Dr. Juan Carlos Martínez, Sozialanthropologe und Forschungsprofessor am Institut für Sozialwissenschaften an der autonomen Universität Benito Juárez de Oaxaca aus Mexico, stellte die mexikanische Lösung des Problems vor, die in der föderalen Autonomie der Justiz und Verfassungshoheit besteht. Er betonte, dass nur ein pluraler Dialog plurale Ergebnisse liefern kann.

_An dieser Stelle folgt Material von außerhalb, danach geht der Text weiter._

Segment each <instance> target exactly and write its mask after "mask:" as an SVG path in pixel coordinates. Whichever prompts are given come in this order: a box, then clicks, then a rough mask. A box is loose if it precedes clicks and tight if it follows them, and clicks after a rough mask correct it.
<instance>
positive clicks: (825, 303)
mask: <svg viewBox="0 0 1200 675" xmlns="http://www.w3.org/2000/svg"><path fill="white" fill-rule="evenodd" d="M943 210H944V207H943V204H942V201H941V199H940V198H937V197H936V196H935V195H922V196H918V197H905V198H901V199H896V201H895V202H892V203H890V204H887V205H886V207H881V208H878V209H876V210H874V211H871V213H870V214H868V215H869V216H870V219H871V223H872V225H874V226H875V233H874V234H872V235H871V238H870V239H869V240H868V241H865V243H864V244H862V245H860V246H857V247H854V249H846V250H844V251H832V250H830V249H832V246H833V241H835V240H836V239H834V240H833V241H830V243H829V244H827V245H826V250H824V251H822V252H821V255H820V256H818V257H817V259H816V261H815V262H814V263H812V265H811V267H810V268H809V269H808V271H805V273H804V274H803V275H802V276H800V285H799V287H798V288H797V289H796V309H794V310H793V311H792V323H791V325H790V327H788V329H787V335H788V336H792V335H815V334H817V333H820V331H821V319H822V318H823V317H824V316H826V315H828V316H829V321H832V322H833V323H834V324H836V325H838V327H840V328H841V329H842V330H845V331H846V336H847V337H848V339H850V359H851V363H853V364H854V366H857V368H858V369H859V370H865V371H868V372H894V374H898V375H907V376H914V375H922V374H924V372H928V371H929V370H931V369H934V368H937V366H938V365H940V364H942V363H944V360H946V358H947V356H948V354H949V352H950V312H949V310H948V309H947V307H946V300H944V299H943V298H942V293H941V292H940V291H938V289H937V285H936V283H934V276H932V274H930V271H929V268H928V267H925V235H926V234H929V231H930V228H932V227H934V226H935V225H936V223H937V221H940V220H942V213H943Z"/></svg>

Bevor Padre Quito und Dr. Eduardo Rodríguez Veltzé ihre Schlussworte sprachen, in denen sie die Unabdingbarkeit des geführten Dialoges und gegenseitigen Respekts betonten, war Zeit für eine angeregte Diskussionsrunde. Deutlich wurde, dass die Vertreter der indigen-kommunitären Justiz wahre Autonomie für ihr Justizsystem und damit die Gleichrangigkeit mit der ordinären Justiz erreichen wollen. Des Weiteren waren sich die Teilnehmer darüber einig, dass die für das Gesetz zur Abgrenzung der Justiz zuständigen Ministerien einen intensiveren Dialog mit den Indigenen führen müssen um das Gesetz zu evaluieren und bessere Koordinationsmechanismen zwischen beiden Justizformen etablieren zu können.

Nach einem Mittagessen waren Interessierte eingeladen, mit den Rednern an einer geführten Tour durch die Ruinen von Tihuanaco teilzunehmen. Die Tihuanaco-Kultur ist eine Prä-Inka-Kultur und damit eine der ältesten der Region.